You go there with nothing, and that can be upsetting. Unless you have serious security issues you should be able to find activities you enjoy, and you may find work (if thats what you want) in your field. Maybe you could open your own business, especially if the money isnt an issue right now.

Id suggest you first find something positive about moving with your husband to this rural east coast community. Its going to be hard, because the east coast sucks, but you may find something. It may not be the best, but Im sure its far from the woarst.


----------



## BigToe (Jun 2, 2011)

I say make lemonade, but add some sugar to it. It doesn't sound like you are making much of an effort to be happy on the east coast. By the way, I'm an east coaster and would NEVER, EVER, entertain living on the "left" coast, so THERE!  

It sounds to me like you are bored. Surely there is some volunteer work you could do to help you get through the day, even in a rural area. I think you should consider how lucky you are to have the freedom that comes with no requirement to work for financial purposes. That means you can do ANYTHING you like with your time.

Assuming your finances allow it, I think purchasing a second home on the west coast is a great idea. Helps the economy, gives you a place to plant your feet when you visit out there, and would certainly help your mental state if you could go back say for a week every quarter or half year.

Give the east coast a chance. It sounds like you are resentful of moving out here and if you hang on to that you'll never be happy. Take advantage of your freedom, volunteer, explore, have a good time.


----------



## SockPuppet (May 16, 2011)

BigToe said:


> I say make lemonade, but add some sugar to it. It doesn't sound like you are making much of an effort to be happy on the east coast. By the way, I'm an east coaster and would NEVER, EVER, entertain living on the "left" coast, so THERE!


:lol: Im left handed, so if you were insinuating anything it didnt work on me!! I like Florida if that counts for anything?

Lemonade with sugar is a great quote! and the East Coaster put it better than I did... Maybe he's right. You should give the East Coast a shot.


----------



## ecwife (Jul 13, 2011)

Thanks for the advice guys. It's amazing the things you pull out of my post- the things I am struggling with. I have never been good at making lemonade in situations I don't want to be in. I guess that's my problem- It requires a good amount of motivation and positivity on my part and is tough for me I suppose. I realize my situation looks good to many people and most would trade- I don't know why I overlook this- maybe it comes down to my insecurity in starting new and from scratch- meeting friends mainly.
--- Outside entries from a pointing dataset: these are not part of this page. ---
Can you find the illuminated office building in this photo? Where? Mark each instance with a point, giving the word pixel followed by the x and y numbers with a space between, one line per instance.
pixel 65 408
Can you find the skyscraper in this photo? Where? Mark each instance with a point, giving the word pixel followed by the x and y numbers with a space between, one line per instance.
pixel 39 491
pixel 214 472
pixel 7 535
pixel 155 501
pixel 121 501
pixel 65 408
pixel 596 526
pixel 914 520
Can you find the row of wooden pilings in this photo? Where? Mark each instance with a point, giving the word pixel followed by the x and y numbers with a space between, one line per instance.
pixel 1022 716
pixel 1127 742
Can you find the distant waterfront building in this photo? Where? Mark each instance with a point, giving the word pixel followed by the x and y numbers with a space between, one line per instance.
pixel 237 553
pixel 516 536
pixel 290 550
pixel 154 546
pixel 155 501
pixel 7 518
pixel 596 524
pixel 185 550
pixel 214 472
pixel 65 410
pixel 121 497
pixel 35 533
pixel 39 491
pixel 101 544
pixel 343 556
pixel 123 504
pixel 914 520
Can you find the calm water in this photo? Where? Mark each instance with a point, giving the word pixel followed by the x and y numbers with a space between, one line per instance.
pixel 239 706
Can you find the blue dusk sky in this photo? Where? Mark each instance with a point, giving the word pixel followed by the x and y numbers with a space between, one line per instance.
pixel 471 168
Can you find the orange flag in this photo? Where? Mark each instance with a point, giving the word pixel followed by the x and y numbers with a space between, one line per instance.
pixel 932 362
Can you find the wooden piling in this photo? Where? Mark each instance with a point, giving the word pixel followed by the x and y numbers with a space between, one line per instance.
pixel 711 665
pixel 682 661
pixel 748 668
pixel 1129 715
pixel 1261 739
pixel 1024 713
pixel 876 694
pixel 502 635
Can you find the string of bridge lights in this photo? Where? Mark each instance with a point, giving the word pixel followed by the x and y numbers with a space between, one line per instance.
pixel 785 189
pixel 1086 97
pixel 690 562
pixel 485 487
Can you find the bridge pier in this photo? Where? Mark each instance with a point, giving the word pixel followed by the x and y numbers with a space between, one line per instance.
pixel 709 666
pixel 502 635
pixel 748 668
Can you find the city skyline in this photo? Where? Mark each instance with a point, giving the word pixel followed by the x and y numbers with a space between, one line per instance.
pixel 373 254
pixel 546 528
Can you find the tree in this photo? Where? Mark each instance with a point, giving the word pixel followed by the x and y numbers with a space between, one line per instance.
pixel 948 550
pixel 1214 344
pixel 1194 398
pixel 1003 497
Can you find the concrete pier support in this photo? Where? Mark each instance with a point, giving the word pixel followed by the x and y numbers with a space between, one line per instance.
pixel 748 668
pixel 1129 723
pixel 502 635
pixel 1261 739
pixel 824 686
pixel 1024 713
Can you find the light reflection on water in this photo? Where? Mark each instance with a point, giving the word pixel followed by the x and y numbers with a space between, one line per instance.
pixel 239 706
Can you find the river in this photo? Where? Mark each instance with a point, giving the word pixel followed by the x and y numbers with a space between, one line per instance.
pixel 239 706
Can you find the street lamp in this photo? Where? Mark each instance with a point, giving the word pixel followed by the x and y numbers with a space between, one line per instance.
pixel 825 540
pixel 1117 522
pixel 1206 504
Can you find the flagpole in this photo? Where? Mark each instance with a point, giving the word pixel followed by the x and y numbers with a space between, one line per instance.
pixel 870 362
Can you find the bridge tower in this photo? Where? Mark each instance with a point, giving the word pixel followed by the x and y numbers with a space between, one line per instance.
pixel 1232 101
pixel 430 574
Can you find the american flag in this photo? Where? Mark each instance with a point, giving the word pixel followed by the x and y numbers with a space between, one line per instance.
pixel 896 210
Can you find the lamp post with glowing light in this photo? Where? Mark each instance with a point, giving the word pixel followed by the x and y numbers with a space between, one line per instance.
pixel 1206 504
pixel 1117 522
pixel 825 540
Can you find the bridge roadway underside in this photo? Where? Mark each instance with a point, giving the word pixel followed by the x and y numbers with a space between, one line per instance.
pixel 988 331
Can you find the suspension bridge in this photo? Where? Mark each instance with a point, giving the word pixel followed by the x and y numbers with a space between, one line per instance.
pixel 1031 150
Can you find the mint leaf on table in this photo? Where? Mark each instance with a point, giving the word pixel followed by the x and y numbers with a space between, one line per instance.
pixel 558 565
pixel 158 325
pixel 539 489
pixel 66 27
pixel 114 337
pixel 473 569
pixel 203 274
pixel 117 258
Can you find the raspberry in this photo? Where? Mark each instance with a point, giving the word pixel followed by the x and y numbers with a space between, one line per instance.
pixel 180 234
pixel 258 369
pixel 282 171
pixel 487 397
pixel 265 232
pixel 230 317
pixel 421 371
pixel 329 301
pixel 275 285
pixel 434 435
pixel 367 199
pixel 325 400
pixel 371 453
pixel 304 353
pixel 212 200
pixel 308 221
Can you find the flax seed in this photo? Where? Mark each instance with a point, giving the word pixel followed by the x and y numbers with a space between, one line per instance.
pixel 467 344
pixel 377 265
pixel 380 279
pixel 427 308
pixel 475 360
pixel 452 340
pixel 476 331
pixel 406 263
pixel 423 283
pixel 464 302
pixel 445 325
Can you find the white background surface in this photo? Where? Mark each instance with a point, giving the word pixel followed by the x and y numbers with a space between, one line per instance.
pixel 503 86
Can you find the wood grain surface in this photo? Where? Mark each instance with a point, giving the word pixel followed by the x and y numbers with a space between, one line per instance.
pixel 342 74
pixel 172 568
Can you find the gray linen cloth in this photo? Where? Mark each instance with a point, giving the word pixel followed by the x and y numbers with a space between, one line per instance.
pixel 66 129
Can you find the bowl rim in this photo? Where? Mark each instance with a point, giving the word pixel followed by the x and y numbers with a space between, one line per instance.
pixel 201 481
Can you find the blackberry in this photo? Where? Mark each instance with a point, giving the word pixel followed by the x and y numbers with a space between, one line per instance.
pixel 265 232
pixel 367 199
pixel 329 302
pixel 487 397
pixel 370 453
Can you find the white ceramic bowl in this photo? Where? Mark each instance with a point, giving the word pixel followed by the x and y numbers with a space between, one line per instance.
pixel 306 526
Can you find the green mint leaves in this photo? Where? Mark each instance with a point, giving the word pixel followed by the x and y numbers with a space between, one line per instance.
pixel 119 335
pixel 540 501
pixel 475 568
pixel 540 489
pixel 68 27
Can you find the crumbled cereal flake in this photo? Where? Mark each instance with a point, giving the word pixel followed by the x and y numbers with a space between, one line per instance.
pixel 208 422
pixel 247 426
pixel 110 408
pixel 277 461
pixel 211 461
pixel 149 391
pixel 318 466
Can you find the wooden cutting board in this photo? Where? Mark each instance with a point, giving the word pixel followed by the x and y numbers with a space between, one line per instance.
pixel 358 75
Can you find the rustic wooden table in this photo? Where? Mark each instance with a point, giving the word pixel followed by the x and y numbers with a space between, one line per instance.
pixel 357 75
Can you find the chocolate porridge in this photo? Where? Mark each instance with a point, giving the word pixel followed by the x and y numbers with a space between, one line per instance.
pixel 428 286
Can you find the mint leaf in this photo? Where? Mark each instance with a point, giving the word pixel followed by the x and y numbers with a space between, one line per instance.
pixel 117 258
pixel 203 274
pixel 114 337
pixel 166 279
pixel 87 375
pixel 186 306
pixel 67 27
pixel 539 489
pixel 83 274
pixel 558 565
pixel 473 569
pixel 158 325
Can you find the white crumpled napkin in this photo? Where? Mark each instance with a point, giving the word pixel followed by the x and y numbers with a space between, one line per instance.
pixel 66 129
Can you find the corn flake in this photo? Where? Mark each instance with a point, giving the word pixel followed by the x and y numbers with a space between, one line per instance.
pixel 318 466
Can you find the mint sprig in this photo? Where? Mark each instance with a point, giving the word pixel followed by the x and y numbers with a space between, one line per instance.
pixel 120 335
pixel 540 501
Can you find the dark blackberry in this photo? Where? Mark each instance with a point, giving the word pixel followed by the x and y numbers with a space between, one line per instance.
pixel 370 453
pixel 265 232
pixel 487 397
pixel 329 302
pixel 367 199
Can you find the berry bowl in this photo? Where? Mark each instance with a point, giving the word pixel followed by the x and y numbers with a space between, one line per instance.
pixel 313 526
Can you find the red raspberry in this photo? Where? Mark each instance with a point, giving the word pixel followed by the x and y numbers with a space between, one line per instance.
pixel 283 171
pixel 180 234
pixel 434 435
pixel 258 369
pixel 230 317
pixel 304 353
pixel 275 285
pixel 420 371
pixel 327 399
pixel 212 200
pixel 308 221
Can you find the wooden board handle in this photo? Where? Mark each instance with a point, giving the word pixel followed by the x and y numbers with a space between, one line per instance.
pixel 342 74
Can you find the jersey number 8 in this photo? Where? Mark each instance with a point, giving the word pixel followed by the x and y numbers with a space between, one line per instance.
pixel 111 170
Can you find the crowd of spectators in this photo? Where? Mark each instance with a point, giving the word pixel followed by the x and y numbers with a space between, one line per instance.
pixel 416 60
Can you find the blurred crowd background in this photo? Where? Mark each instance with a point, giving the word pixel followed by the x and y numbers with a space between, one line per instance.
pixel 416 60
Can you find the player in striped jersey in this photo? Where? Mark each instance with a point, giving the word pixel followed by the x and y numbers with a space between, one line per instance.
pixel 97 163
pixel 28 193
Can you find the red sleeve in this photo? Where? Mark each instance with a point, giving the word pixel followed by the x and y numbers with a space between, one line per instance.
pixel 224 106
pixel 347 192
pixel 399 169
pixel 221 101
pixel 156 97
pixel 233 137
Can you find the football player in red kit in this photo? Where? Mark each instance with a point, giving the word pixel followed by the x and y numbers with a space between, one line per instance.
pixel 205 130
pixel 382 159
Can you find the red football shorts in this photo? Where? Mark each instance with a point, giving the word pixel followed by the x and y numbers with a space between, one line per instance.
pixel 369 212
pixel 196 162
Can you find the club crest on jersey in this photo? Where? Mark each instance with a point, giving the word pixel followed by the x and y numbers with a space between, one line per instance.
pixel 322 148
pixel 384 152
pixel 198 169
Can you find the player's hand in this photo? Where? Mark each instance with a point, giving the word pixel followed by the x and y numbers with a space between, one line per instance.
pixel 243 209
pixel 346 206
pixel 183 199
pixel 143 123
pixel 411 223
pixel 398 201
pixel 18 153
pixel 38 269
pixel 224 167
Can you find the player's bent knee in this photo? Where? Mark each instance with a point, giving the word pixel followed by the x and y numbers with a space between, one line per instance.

It seems like on the west coast, among the people I know, I have always been one that they looked up to as having it together and out here I feel like a follower and since I don't know anyone really closely yet, it seems like nobody cares about what I'm doing or have done or has any real desire to see me. I guess I have a hard time being the go-getter to meet people and enjoy my time here...it's slow going from square 1


----------



## michzz (Jun 6, 2008)

Start meeting new people. There's a saying:

Bloom where you're planted.
_Posted via Mobile Device_


----------



## BigToe (Jun 2, 2011)

ecwife said:


> Thanks for the advice guys. It's amazing the things you pull out of my post- the things I am struggling with. I have never been good at making lemonade in situations I don't want to be in. I guess that's my problem- It requires a good amount of motivation and positivity on my part and is tough for me I suppose. I realize my situation looks good to many people and most would trade- I don't know why I overlook this- maybe it comes down to my insecurity in starting new and from scratch- meeting friends mainly. It seems like on the west coast, among the people I know, I have always been one that they looked up to as having it together and out here I feel like a follower and since I don't know anyone really closely yet, it seems like nobody cares about what I'm doing or have done or has any real desire to see me. I guess I have a hard time being the go-getter to meet people and enjoy my time here...it's slow going from square 1


I think west/east coast transitions can be tough because the lifestyles really are different. But that doesn't mean you can't assimilate (star trek talk right there). I remember back in the late 90s when the managers in my company where completely whacked out regarding hiring practices. Company policy was that you could move to any group you wanted as long as you were qualified for an open position. For about 18 months however, managers on the East coast would only transfer people from the west coast. The west coast managers would only transfer people from the east coast. Both coasts thought the OTHER coast had the most desirable people. Really weird.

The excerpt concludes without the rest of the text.